A couple of weeks after building kommit
(as mentioned in the
previous post), I found
myself working with the AWS CLI quite a bit. I was trying to figure out which
VPC had a security group that whitelisted an IP, so I could use it as an ingress
point for an EC2 instance. It took a few commands to get there, and I thought I
should wrap this as a CLI tool so I wouldn’t have to switch between my terminal
and browser.
Yet another weekend effort resulted in cfor.

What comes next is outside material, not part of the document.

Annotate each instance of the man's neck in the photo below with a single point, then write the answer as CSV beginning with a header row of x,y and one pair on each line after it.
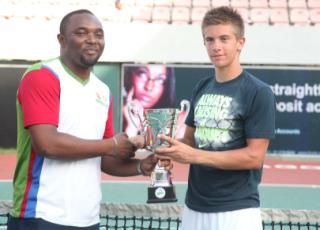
x,y
227,74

This tool is very straightforward. You can install it with Homebrew:
brew install cowboy-bebug/tap/cfor
Or from source:
git clone https://github.com/cowboy-bebug/cfor.git && cd cfor
make install
You’ll need to export one of these environment variables (the CFOR_
one takes
precedence), just like with kommit
:
export OPENAI_API_KEY="sk-..."
export CFOR_OPENAI_API_KEY="sk-..."
And using it is as simple as:
cfor "list security groups in AWS"
And the result is a list of commands matching the question.
What I Learned
The results aren’t as good as kommit
. I think cfor
needs more work around
prompt optimisation.
One neat thing I learned was how to use syscall.TIOCSTI
to inject a selected
command directly into the next terminal prompt. This lets cfor
write the
generated command into your shell input buffer, as if you had typed it manually,
so you can review or edit it before executing.
Behind the scenes, it uses a low-level ioctl
call to simulate keystrokes,
character by character. This works on both macOS and Linux with
platform-specific constants.
The inject function
disables terminal echo, then uses syscall.TIOCSTI
to push each character of
the command into the shell’s input buffer via SYS_IOCTL
. Once done, it
restores the original terminal state.
This allows the user to “see” the generated command as if they’d typed it, making it feel native while keeping full control over whether to run or modify it.
It felt a bit like a hack, but a fun one, and surprisingly effective.